What is the difference between power and authority? In the world, we see people with power. They weld their power proudly and, most of the time, forcefully, to get what they want out of this life. We also see people with authority. They are those who change the world. Their impact can be felt for generations to come.
In his book, The Clash of Power and Authority: Why the Pursuit of Authority Instead of Power Normally Leads to Transformational Change, author Troy Sanon examines what power and authority mean and what makes them different. Power, as he defines it, is the privilege to make decisions, rule, and give orders. Authority, on the other hand, is becoming legitimate to change the world by participating in the Creator's ministry. Power is insecure because no matter how powerful a person is, there will always be someone with greater power. Authority, as Sanon states, has nothing to envy from power.

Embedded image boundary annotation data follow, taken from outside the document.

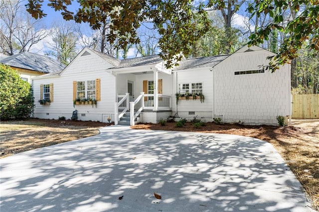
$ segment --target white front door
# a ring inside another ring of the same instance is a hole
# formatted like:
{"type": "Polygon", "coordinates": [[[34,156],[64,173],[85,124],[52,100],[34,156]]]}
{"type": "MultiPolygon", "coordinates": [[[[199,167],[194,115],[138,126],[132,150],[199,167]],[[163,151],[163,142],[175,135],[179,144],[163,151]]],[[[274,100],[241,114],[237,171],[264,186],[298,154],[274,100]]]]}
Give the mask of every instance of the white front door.
{"type": "Polygon", "coordinates": [[[134,82],[128,80],[128,93],[130,93],[130,102],[134,102],[134,82]]]}

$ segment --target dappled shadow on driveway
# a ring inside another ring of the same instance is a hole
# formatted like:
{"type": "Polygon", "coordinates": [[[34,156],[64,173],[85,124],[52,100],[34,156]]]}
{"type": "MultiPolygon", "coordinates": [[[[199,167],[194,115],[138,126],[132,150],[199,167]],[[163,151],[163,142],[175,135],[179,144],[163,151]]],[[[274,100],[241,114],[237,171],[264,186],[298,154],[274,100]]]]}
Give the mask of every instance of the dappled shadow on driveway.
{"type": "Polygon", "coordinates": [[[243,136],[114,126],[0,163],[1,212],[310,211],[274,148],[243,136]]]}

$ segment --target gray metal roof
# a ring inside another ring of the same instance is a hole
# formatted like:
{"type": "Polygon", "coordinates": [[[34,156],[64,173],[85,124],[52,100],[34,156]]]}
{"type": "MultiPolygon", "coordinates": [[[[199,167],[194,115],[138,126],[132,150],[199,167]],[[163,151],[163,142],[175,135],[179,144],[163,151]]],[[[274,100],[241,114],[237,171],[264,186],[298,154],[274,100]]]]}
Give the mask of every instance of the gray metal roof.
{"type": "Polygon", "coordinates": [[[0,63],[44,73],[55,72],[64,68],[64,65],[50,57],[28,52],[7,57],[0,60],[0,63]]]}
{"type": "Polygon", "coordinates": [[[119,66],[117,68],[147,66],[148,65],[156,64],[162,61],[163,60],[159,55],[146,56],[122,60],[121,61],[119,66]]]}
{"type": "Polygon", "coordinates": [[[179,65],[173,68],[173,70],[182,70],[202,67],[213,67],[230,55],[217,55],[189,58],[182,60],[179,65]]]}

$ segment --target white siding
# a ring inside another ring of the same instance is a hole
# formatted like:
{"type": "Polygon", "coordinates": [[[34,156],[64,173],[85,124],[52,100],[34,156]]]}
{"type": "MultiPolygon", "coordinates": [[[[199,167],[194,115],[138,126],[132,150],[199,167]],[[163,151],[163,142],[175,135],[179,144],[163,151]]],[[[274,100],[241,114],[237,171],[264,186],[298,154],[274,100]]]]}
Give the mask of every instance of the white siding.
{"type": "Polygon", "coordinates": [[[118,90],[117,94],[119,95],[124,95],[128,92],[128,80],[134,82],[134,95],[136,96],[137,91],[136,86],[135,85],[135,76],[133,74],[119,74],[117,76],[118,79],[118,90]]]}
{"type": "Polygon", "coordinates": [[[97,55],[91,54],[78,56],[64,70],[61,76],[33,80],[36,107],[34,116],[41,118],[57,119],[64,116],[71,118],[72,112],[78,110],[79,120],[106,121],[105,116],[111,115],[114,120],[115,102],[115,77],[105,70],[110,65],[97,55]],[[94,105],[73,106],[73,82],[101,79],[101,101],[94,105]],[[53,102],[42,106],[40,99],[40,85],[53,84],[53,102]],[[82,115],[83,114],[83,115],[82,115]],[[85,116],[82,116],[85,114],[85,116]],[[113,114],[113,115],[112,115],[113,114]]]}
{"type": "Polygon", "coordinates": [[[274,73],[235,75],[235,71],[268,65],[267,51],[235,53],[214,68],[216,116],[227,122],[276,124],[277,115],[289,115],[290,66],[274,73]]]}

To understand power and authority, Sanon uses examples throughout history, business, politics, and the church. He takes the readers into a journey of how these two forces have affected humanity and the world throughout time. He also discusses how these two impact our destinies. Sanon himself has extensive experience working with people of authority. One such person, in particular, is Jack Wall, who has dedicated his life to serving the poor. From him, Sanon learned that no matter what resources a person has, he can have an impact on the world by serving his purpose.

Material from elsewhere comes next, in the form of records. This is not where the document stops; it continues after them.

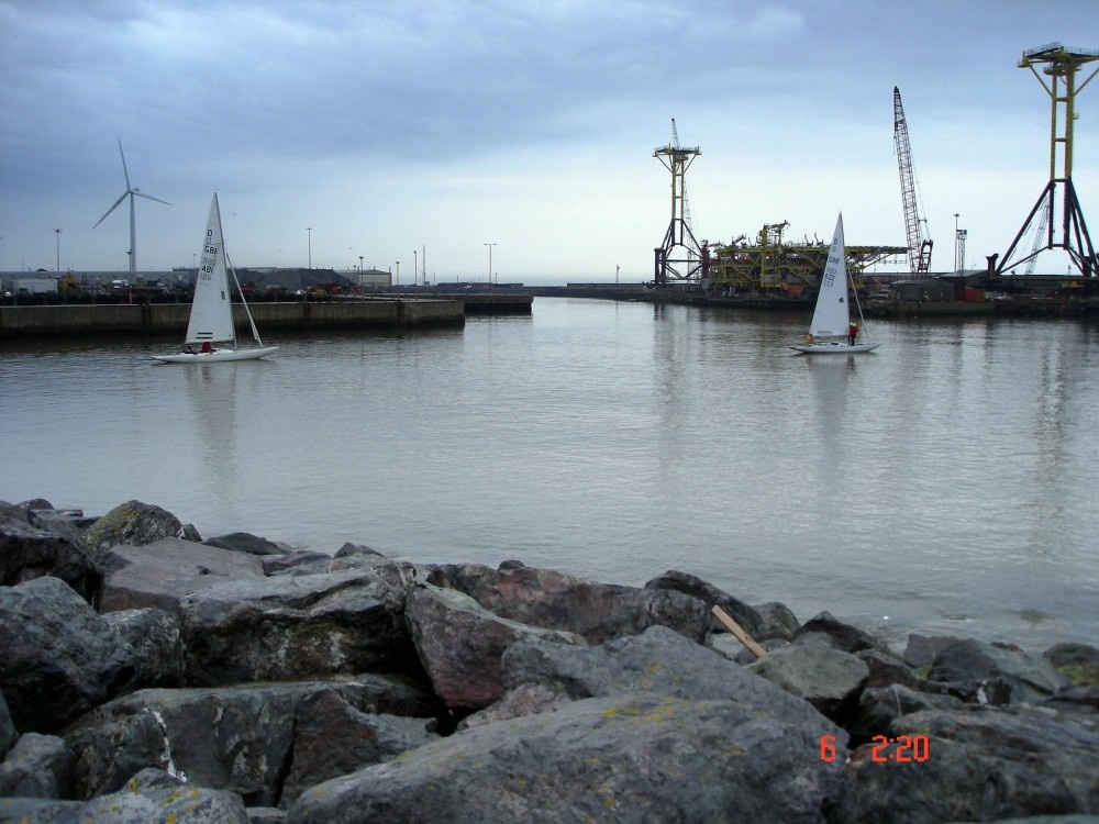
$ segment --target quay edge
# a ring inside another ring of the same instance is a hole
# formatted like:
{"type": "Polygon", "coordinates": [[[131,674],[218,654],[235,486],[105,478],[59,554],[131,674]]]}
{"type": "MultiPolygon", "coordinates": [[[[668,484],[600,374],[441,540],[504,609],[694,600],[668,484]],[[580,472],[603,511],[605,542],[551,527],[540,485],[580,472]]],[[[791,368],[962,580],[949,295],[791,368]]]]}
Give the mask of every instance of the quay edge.
{"type": "MultiPolygon", "coordinates": [[[[482,308],[460,298],[381,299],[365,301],[296,301],[249,303],[263,334],[276,330],[322,332],[336,329],[409,329],[463,325],[466,314],[484,312],[530,313],[530,296],[509,296],[482,308]]],[[[233,307],[238,330],[247,330],[240,304],[233,307]]],[[[62,304],[0,307],[0,338],[79,336],[181,336],[190,316],[188,303],[62,304]]]]}

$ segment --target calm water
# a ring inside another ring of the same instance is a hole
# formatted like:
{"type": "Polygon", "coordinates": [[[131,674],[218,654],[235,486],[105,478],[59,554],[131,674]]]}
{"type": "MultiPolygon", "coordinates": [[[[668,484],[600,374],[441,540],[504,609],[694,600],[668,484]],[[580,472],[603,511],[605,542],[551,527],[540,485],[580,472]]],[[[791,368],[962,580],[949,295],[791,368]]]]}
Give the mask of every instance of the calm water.
{"type": "Polygon", "coordinates": [[[878,352],[811,358],[786,348],[806,321],[540,298],[464,330],[273,337],[269,363],[8,344],[0,499],[617,583],[676,568],[897,637],[1096,643],[1099,327],[879,321],[878,352]]]}

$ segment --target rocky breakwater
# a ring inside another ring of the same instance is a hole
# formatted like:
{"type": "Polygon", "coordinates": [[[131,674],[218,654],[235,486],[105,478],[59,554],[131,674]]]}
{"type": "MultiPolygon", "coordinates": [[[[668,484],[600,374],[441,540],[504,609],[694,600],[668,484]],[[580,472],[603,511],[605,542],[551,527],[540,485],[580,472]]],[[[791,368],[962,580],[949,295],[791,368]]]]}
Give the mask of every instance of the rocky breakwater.
{"type": "Polygon", "coordinates": [[[679,571],[0,503],[2,822],[1097,821],[1097,684],[1091,646],[898,655],[679,571]]]}

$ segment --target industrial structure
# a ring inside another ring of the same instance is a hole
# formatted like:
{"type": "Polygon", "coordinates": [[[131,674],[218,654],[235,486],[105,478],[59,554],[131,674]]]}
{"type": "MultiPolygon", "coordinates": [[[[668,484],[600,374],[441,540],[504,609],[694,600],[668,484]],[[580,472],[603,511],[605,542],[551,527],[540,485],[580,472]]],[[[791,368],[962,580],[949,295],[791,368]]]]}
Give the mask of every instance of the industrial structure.
{"type": "MultiPolygon", "coordinates": [[[[815,288],[828,261],[831,238],[804,238],[787,243],[782,235],[789,222],[767,223],[753,238],[741,235],[729,245],[703,247],[703,261],[712,288],[730,292],[756,291],[800,297],[815,288]]],[[[864,271],[893,255],[903,255],[903,246],[847,247],[847,267],[856,285],[864,271]]]]}
{"type": "Polygon", "coordinates": [[[1088,235],[1087,223],[1080,209],[1080,201],[1073,186],[1073,124],[1076,121],[1076,94],[1099,74],[1099,68],[1092,71],[1079,86],[1076,85],[1076,73],[1085,64],[1099,60],[1099,52],[1081,48],[1066,48],[1059,43],[1050,43],[1039,48],[1023,52],[1019,68],[1029,68],[1046,90],[1052,101],[1050,135],[1050,182],[1042,190],[1041,197],[1031,209],[1022,229],[1011,242],[1011,246],[1000,258],[999,265],[989,268],[996,277],[1001,277],[1008,270],[1026,265],[1026,272],[1033,271],[1033,260],[1046,249],[1064,249],[1068,253],[1073,265],[1086,278],[1097,276],[1097,261],[1091,237],[1088,235]],[[1035,66],[1045,66],[1042,74],[1050,78],[1048,83],[1037,73],[1035,66]],[[1058,174],[1057,159],[1061,158],[1058,174]],[[1058,201],[1061,212],[1058,215],[1058,201]],[[1059,216],[1059,220],[1058,220],[1059,216]],[[1035,237],[1031,250],[1026,255],[1020,252],[1020,244],[1036,225],[1035,237]],[[1017,255],[1017,252],[1020,252],[1017,255]]]}
{"type": "Polygon", "coordinates": [[[925,223],[920,218],[915,197],[915,174],[912,170],[912,148],[908,142],[908,121],[900,102],[900,89],[893,86],[893,146],[900,169],[900,193],[904,207],[904,236],[908,240],[908,265],[915,275],[926,275],[931,269],[931,248],[934,242],[924,236],[925,223]]]}
{"type": "Polygon", "coordinates": [[[671,119],[671,143],[653,152],[653,157],[671,172],[671,222],[664,234],[664,243],[655,249],[653,279],[658,287],[668,286],[674,280],[698,282],[702,277],[701,246],[690,227],[690,204],[687,200],[687,169],[700,154],[698,146],[687,148],[679,145],[675,118],[671,119]]]}

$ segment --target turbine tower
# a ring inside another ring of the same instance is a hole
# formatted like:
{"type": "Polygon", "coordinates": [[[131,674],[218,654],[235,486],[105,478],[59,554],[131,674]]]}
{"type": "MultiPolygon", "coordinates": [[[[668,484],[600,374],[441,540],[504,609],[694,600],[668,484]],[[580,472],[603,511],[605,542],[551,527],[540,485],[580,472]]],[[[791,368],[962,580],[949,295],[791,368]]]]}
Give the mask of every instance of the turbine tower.
{"type": "MultiPolygon", "coordinates": [[[[1006,270],[1031,261],[1028,269],[1033,268],[1033,258],[1045,249],[1059,248],[1068,253],[1073,264],[1086,278],[1094,278],[1097,274],[1099,261],[1096,260],[1095,248],[1091,245],[1091,237],[1088,235],[1088,226],[1084,220],[1084,210],[1080,209],[1079,198],[1076,197],[1076,189],[1073,186],[1073,124],[1076,121],[1076,93],[1081,91],[1090,82],[1091,78],[1099,74],[1096,69],[1087,79],[1076,85],[1076,71],[1086,63],[1099,60],[1099,52],[1083,48],[1066,48],[1059,43],[1050,43],[1039,48],[1023,52],[1019,68],[1029,68],[1037,81],[1050,94],[1053,102],[1053,116],[1051,119],[1050,136],[1050,182],[1042,190],[1041,197],[1023,227],[1019,230],[1015,240],[1004,253],[1000,263],[995,268],[995,274],[1000,277],[1006,270]],[[1044,64],[1042,74],[1050,78],[1046,83],[1034,68],[1037,64],[1044,64]],[[1061,86],[1064,85],[1064,90],[1061,86]],[[1058,116],[1058,110],[1064,107],[1064,113],[1058,116]],[[1057,174],[1057,158],[1062,159],[1061,174],[1057,174]],[[1061,220],[1055,220],[1057,208],[1057,190],[1062,190],[1061,220]],[[1037,237],[1030,255],[1015,259],[1013,255],[1020,242],[1030,232],[1031,225],[1037,216],[1037,237]],[[1061,230],[1058,235],[1058,227],[1061,230]],[[1042,235],[1045,235],[1043,238],[1042,235]],[[1043,242],[1044,241],[1044,242],[1043,242]]],[[[990,267],[991,268],[991,267],[990,267]]]]}
{"type": "MultiPolygon", "coordinates": [[[[126,190],[122,192],[122,196],[118,200],[114,201],[114,205],[108,209],[107,213],[96,222],[96,226],[107,220],[107,215],[113,212],[118,208],[119,203],[127,197],[130,198],[130,280],[127,285],[133,286],[135,279],[134,276],[137,272],[137,223],[134,220],[134,197],[136,196],[138,198],[146,198],[147,200],[155,200],[157,203],[164,203],[165,205],[171,205],[171,203],[166,200],[160,200],[159,198],[154,198],[152,194],[146,194],[141,189],[132,187],[130,185],[130,172],[126,170],[126,155],[122,151],[122,141],[119,141],[119,154],[122,155],[122,174],[125,175],[126,178],[126,190]]],[[[92,229],[96,226],[92,226],[92,229]]]]}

In The Clash of Power and Authority, Sanon encourages readers, especially the youth, to respond to their calling. Whether in the school, at work, in their own family, in the ministry, or their community, they can respond to their calling to serve. Lack of resources does not mean a lack of impact.
There are many ways to gain power, as there are many ways to lose it. But, real authority only comes from one's willingness and commitment to the calling assigned to them by the Creator.
Troy Sanon is a consultant in social business, strategic management, and leadership development. He has worked on a broad range of issues within the field of social and economic development. He supports the development of local leadership, results-based management, and the application of a market systems approach to development.
Troy has a practical understanding and considerable knowledge of global development, cooperatives, and enterprises. He has designed projects that obtained the support of various governmental and international organizations, development financial institutions, and international NGO’s.
His work is focused on transformational development, small and medium-sized businesses, public policy, public sector reform, and trade. His formal training is in Business Administration with a concentration in community assets and cultural capital development. Troy firmly believes that all actions must be inspired by a vision to make the world better by answering the calling to foster real and transformational change.